Curt Schilling admits he has zero relationship with the Boston Red Sox despite winning a pair of World Series titles with the organization.
"There's a lot of reasons why," Schilling told Kirk Minihane of WEEI.
The 49-year-old went 53-29 over a four-year span in Boston, posting a 6-1 record across eight postseason appearances including an ALCS win against the New York Yankees that featured his infamous bloody sock.
While the marriage between the two sides began well, things turned ugly in the spring of 2008. Schilling agreed to a one-year, $8.5-million deal with the Red Sox prior to that season, but says he suffered a bicep tendon injury before spring training.
Schilling said the Red Sox initially refused to allow him to undergo surgery, and believed he lied to them about the injury when he signed the contract. He said ownership even tried to get their money back.
"I thought I had a very close relationship with all three (John Henry, Tom Werner, and Larry Lucchino), absolutely," Schilling said regarding his relationship with ownership prior to the injury. "That meeting we had when we got together with the player rep, they said things in that meeting that made me realize that they never gave a shit about me.
He added: "The thought that they might think I was lying bowled me over, because I was taking pain meds all through this time.

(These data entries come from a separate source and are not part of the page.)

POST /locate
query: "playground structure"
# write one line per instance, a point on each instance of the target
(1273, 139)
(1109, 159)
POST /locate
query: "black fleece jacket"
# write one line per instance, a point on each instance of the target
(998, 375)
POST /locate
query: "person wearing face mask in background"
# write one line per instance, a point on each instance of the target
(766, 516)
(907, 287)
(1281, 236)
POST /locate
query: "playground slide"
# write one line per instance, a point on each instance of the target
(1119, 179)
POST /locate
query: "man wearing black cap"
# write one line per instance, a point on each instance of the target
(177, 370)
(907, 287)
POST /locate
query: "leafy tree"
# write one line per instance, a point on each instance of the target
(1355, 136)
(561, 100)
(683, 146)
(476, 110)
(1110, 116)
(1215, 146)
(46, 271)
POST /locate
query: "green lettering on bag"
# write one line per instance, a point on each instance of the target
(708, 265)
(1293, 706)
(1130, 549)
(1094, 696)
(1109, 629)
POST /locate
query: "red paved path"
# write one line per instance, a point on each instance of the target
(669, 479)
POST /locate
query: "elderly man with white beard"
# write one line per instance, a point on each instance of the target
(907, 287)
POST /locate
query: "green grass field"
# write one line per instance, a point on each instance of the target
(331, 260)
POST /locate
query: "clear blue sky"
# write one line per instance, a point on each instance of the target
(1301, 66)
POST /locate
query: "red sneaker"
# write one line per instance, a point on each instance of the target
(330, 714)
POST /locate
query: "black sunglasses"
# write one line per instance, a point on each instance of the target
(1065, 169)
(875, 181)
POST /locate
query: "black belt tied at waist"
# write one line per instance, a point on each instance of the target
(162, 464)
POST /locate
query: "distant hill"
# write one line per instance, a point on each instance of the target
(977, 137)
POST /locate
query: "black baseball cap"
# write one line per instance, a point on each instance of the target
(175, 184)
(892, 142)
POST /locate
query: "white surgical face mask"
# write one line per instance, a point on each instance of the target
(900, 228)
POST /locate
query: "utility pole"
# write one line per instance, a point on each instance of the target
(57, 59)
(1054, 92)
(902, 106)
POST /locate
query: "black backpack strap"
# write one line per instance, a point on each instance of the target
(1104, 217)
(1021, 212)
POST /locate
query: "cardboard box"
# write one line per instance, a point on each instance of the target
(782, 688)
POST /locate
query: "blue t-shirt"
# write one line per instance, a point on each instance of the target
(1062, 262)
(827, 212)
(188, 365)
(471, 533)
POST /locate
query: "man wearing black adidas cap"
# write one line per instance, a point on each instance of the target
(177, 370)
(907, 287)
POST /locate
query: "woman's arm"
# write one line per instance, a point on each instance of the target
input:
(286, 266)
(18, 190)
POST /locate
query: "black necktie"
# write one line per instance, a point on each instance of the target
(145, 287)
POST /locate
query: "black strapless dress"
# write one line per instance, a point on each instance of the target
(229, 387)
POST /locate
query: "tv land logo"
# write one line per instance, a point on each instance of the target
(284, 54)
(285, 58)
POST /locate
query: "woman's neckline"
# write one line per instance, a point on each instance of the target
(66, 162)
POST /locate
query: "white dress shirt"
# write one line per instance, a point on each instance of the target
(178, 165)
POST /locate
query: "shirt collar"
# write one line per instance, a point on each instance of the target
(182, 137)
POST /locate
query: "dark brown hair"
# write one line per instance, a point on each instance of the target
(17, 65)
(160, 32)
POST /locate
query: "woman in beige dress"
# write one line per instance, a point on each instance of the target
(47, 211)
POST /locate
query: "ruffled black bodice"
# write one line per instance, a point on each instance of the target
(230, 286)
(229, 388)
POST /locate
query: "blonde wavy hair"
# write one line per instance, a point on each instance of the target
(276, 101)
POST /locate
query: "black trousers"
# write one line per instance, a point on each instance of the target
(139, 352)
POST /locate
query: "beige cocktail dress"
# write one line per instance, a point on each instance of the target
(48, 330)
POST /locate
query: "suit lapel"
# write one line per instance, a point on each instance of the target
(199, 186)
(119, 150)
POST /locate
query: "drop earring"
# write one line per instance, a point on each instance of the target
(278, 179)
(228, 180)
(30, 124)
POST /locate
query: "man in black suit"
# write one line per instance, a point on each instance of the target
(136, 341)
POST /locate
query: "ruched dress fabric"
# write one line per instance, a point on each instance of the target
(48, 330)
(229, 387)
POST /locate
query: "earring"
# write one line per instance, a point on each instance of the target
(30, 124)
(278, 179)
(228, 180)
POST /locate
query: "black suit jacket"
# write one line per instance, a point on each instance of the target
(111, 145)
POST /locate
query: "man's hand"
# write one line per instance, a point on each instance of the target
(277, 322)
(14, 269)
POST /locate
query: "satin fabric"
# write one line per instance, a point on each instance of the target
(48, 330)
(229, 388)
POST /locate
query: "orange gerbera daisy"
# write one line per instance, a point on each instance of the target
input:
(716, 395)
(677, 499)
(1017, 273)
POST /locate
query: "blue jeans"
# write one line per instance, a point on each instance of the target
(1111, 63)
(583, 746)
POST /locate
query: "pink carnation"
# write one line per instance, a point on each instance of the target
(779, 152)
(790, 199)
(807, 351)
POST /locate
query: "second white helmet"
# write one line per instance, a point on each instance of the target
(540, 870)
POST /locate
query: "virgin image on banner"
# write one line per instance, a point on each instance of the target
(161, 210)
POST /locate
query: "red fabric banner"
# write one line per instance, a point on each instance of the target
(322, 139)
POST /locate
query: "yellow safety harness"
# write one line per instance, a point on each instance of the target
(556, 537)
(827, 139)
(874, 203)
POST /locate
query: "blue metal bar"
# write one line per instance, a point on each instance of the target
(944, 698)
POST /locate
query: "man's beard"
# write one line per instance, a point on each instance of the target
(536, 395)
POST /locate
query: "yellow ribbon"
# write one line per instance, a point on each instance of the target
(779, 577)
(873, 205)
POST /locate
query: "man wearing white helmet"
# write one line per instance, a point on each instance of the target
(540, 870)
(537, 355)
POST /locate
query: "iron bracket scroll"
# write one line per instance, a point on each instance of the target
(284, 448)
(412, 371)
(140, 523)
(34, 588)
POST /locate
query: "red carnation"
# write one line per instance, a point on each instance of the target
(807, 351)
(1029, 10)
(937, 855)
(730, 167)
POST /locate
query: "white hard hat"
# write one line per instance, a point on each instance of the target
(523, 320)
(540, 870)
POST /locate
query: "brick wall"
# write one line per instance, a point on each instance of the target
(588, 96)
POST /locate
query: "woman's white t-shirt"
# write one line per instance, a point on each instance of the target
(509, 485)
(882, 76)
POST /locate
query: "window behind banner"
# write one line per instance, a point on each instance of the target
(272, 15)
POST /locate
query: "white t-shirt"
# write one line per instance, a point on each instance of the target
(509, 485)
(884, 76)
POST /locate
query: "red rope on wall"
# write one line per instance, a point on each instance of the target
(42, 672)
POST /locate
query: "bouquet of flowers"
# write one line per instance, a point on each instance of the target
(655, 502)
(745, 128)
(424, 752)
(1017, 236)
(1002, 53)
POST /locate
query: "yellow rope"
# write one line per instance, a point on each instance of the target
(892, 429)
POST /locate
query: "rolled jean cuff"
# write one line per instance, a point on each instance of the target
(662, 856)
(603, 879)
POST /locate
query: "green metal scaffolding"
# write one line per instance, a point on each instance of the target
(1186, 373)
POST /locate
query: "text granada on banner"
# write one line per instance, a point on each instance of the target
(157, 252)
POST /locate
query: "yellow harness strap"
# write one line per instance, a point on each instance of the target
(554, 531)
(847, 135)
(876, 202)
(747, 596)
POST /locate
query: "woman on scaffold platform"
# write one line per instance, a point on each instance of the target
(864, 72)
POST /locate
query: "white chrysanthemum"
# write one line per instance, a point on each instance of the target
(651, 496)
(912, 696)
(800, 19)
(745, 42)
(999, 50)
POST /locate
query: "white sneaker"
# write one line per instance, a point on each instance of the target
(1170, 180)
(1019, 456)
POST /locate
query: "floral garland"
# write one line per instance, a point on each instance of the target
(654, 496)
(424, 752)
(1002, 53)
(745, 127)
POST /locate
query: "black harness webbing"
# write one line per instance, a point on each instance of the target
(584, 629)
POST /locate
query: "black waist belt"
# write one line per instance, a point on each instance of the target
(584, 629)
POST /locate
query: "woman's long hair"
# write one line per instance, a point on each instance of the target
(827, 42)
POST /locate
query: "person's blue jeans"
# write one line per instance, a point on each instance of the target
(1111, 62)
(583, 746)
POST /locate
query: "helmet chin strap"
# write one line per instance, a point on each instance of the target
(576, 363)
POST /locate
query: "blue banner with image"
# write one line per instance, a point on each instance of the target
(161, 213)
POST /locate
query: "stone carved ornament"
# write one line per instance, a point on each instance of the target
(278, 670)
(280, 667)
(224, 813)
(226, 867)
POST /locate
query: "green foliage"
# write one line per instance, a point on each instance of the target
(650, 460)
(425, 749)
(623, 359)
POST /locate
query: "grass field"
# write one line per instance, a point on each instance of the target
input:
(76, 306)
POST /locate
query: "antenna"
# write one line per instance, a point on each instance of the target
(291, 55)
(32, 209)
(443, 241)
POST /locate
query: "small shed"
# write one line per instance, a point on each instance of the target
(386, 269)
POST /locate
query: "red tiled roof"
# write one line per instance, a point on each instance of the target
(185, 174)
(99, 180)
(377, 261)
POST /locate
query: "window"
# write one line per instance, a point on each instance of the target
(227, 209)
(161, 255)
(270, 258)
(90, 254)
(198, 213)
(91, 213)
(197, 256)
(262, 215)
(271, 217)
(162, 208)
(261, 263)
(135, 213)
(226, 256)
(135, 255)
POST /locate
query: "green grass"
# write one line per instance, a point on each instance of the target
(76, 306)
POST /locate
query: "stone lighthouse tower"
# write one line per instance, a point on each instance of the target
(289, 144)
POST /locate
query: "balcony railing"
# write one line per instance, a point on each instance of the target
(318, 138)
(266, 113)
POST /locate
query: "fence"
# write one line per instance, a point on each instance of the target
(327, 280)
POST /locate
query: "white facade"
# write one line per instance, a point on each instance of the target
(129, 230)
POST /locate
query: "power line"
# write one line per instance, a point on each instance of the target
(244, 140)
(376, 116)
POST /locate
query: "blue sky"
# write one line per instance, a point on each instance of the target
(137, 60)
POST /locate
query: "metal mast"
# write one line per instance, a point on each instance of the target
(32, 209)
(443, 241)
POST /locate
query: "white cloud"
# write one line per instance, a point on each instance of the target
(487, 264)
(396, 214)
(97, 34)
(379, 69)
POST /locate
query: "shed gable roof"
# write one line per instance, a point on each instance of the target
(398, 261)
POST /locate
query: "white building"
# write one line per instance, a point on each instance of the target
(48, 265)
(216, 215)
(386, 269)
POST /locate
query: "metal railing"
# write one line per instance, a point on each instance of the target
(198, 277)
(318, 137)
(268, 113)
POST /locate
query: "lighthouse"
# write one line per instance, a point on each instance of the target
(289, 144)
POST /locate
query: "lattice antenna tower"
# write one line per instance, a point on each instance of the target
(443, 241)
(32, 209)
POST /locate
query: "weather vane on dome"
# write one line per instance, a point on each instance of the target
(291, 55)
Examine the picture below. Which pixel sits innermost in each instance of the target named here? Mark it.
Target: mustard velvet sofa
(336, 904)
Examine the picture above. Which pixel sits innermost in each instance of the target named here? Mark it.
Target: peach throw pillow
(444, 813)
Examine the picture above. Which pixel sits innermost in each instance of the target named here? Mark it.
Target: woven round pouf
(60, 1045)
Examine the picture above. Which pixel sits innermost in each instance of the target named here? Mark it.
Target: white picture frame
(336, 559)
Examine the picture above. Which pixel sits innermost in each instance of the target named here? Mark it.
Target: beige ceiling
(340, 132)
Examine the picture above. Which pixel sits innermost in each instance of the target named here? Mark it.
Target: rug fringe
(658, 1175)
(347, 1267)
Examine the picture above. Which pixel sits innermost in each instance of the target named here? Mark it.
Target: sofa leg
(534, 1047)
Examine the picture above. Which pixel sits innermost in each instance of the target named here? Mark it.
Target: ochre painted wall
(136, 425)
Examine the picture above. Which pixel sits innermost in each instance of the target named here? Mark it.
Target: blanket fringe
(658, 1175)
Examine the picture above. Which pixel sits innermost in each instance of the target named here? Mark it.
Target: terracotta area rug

From '04 to when I retired, whenever I needed it. I knew why, because I wanted to pitch, and they wanted me to pitch. But when I was done, they were done.
"I think eventually what it was, was I don't think they really cared anymore about me because they knew I was almost done."
Schilling would never pitch again and officially retired in March of 2009. He was inducted into the Red Sox Hall of Fame in 2012.